Publication: Monitor Volume: 4 Issue: 228

Last week in Russia there was much speculation of a possible bright political future for Sergei Kirienko–as one of the leaders of a new democratic-centrist bloc, or, alternatively, as a possible prime minister under a future President Yuri Luzhkov. Kirienko, who served as Russian prime minister from May until August of this year, concluded a speaking tour of the United States with a lecture at Harvard University on 7 December at which a Monitor correspondent was present.

In this presentation, Kirienko did not come across as a dynamic political leader, nor even as a person with a very solid grasp on Russia’s economic realities. A quiet, soft-spoken man, he relies on wry jokes and folksy homilies to explain the political challenges facing Russia.
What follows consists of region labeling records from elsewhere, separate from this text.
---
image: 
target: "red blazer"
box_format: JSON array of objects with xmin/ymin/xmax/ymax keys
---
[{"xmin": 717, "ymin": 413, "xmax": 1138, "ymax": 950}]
His fundamental argument was that reform had stalled in Russia because cultural values were slow to change and unfortunately the people had not yet accepted the need for radical market reform. He said that it was a pity that in Russia, unlike in America, the poor are more likely to vote than the well-off.
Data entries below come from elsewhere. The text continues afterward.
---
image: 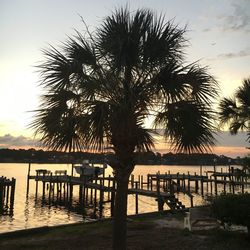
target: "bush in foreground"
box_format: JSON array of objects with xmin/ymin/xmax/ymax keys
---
[{"xmin": 212, "ymin": 193, "xmax": 250, "ymax": 236}]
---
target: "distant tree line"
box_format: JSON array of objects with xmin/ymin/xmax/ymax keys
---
[{"xmin": 0, "ymin": 148, "xmax": 239, "ymax": 166}]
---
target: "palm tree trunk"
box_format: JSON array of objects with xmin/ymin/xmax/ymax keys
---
[{"xmin": 113, "ymin": 175, "xmax": 129, "ymax": 250}]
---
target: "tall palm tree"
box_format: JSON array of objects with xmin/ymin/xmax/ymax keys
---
[
  {"xmin": 219, "ymin": 78, "xmax": 250, "ymax": 142},
  {"xmin": 32, "ymin": 8, "xmax": 217, "ymax": 249}
]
Kirienko made repeated references to the communist threat–the way that the communists in the Duma sabotaged economic reform, the way that they are toying with anti-Semitism. This is well and good–but for the past several years democrats have been trying to build a political coalition around anticommunism, and this strategy has clearly failed.

One perceptive observation Kirienko made was that Prime Minister Yevgeny Primakov’s apparent success in achieving political consensus is due to the simple expedient of avoiding making any decisions over economic policy. If there is no policy, there is no disagreement.
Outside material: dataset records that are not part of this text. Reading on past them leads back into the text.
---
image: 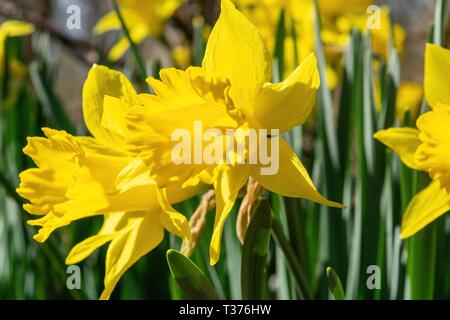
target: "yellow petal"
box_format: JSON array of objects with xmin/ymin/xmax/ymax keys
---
[
  {"xmin": 250, "ymin": 138, "xmax": 343, "ymax": 208},
  {"xmin": 157, "ymin": 189, "xmax": 191, "ymax": 240},
  {"xmin": 101, "ymin": 96, "xmax": 129, "ymax": 140},
  {"xmin": 248, "ymin": 54, "xmax": 320, "ymax": 132},
  {"xmin": 209, "ymin": 165, "xmax": 249, "ymax": 265},
  {"xmin": 128, "ymin": 67, "xmax": 236, "ymax": 138},
  {"xmin": 66, "ymin": 212, "xmax": 127, "ymax": 264},
  {"xmin": 100, "ymin": 212, "xmax": 164, "ymax": 299},
  {"xmin": 424, "ymin": 44, "xmax": 450, "ymax": 107},
  {"xmin": 83, "ymin": 65, "xmax": 139, "ymax": 149},
  {"xmin": 93, "ymin": 11, "xmax": 121, "ymax": 35},
  {"xmin": 0, "ymin": 20, "xmax": 34, "ymax": 37},
  {"xmin": 203, "ymin": 0, "xmax": 271, "ymax": 114},
  {"xmin": 415, "ymin": 104, "xmax": 450, "ymax": 190},
  {"xmin": 396, "ymin": 82, "xmax": 423, "ymax": 121},
  {"xmin": 373, "ymin": 128, "xmax": 421, "ymax": 170},
  {"xmin": 400, "ymin": 181, "xmax": 450, "ymax": 239}
]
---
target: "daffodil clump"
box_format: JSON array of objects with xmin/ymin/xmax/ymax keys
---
[
  {"xmin": 6, "ymin": 0, "xmax": 450, "ymax": 300},
  {"xmin": 17, "ymin": 0, "xmax": 342, "ymax": 298}
]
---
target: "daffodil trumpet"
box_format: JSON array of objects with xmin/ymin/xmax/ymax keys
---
[{"xmin": 374, "ymin": 44, "xmax": 450, "ymax": 238}]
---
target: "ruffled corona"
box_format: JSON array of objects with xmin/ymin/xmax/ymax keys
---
[
  {"xmin": 415, "ymin": 104, "xmax": 450, "ymax": 191},
  {"xmin": 127, "ymin": 0, "xmax": 342, "ymax": 264}
]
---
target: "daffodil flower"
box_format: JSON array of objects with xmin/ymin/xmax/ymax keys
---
[
  {"xmin": 0, "ymin": 20, "xmax": 34, "ymax": 74},
  {"xmin": 128, "ymin": 0, "xmax": 342, "ymax": 265},
  {"xmin": 375, "ymin": 44, "xmax": 450, "ymax": 238},
  {"xmin": 94, "ymin": 0, "xmax": 184, "ymax": 61},
  {"xmin": 17, "ymin": 66, "xmax": 202, "ymax": 299}
]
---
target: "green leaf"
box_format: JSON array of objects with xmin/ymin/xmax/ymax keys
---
[
  {"xmin": 327, "ymin": 267, "xmax": 345, "ymax": 300},
  {"xmin": 241, "ymin": 199, "xmax": 272, "ymax": 300},
  {"xmin": 166, "ymin": 249, "xmax": 219, "ymax": 300},
  {"xmin": 433, "ymin": 0, "xmax": 447, "ymax": 46}
]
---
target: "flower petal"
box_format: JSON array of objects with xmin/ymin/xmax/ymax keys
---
[
  {"xmin": 253, "ymin": 54, "xmax": 320, "ymax": 132},
  {"xmin": 373, "ymin": 128, "xmax": 421, "ymax": 170},
  {"xmin": 83, "ymin": 65, "xmax": 139, "ymax": 149},
  {"xmin": 209, "ymin": 165, "xmax": 249, "ymax": 265},
  {"xmin": 424, "ymin": 43, "xmax": 450, "ymax": 108},
  {"xmin": 157, "ymin": 189, "xmax": 191, "ymax": 240},
  {"xmin": 203, "ymin": 0, "xmax": 272, "ymax": 114},
  {"xmin": 400, "ymin": 181, "xmax": 450, "ymax": 239},
  {"xmin": 100, "ymin": 212, "xmax": 164, "ymax": 300},
  {"xmin": 66, "ymin": 212, "xmax": 127, "ymax": 265},
  {"xmin": 0, "ymin": 20, "xmax": 34, "ymax": 37},
  {"xmin": 415, "ymin": 103, "xmax": 450, "ymax": 191},
  {"xmin": 250, "ymin": 138, "xmax": 344, "ymax": 208}
]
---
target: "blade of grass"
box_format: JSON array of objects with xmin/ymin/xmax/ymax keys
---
[
  {"xmin": 272, "ymin": 219, "xmax": 312, "ymax": 300},
  {"xmin": 111, "ymin": 0, "xmax": 147, "ymax": 84},
  {"xmin": 327, "ymin": 267, "xmax": 345, "ymax": 300},
  {"xmin": 167, "ymin": 249, "xmax": 219, "ymax": 300}
]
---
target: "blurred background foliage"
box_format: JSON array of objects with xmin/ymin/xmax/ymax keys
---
[{"xmin": 0, "ymin": 0, "xmax": 450, "ymax": 299}]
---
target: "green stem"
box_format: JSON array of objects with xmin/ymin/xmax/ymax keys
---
[
  {"xmin": 112, "ymin": 0, "xmax": 147, "ymax": 84},
  {"xmin": 433, "ymin": 0, "xmax": 447, "ymax": 46},
  {"xmin": 272, "ymin": 218, "xmax": 312, "ymax": 300},
  {"xmin": 0, "ymin": 171, "xmax": 23, "ymax": 208}
]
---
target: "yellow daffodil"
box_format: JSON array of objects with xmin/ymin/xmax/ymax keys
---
[
  {"xmin": 94, "ymin": 0, "xmax": 184, "ymax": 61},
  {"xmin": 128, "ymin": 0, "xmax": 341, "ymax": 264},
  {"xmin": 0, "ymin": 20, "xmax": 34, "ymax": 74},
  {"xmin": 374, "ymin": 80, "xmax": 423, "ymax": 122},
  {"xmin": 375, "ymin": 44, "xmax": 450, "ymax": 238},
  {"xmin": 17, "ymin": 66, "xmax": 201, "ymax": 299},
  {"xmin": 234, "ymin": 0, "xmax": 405, "ymax": 89}
]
Offering few original insights into Russia’s current economic plight, Kirienko’s basic argument was to insist that tough reforms are necessary (spending cuts and tax increases), and to argue that sooner or later the Russian government will be obliged to adopt such policies–even a future government, elected on a populist ticket.

Kirienko ducked just about every economic question from the audience. Why were the interest rates paid on treasury bonds (GKOs) so high? What happened to the US$4.8 billion loan tranche which the IMF sent in July? Was in retrospect the 17 August default a mistake? As for future Western policy towards Russia, he ran through the familiar wish-list of proposals, such as restructuring Soviet era debt, fresh IMF loans tied to macroeconomic stabilization, Russian entry to the World Trade Organization, and freer access for Russian goods to Western markets. Kirienko seemed to overestimate the extent to which the West is willing to make such concessions in the wake of the August debacle. One observer was reminded of the saying that those who cannot learn from their mistakes are condemned to repeat them.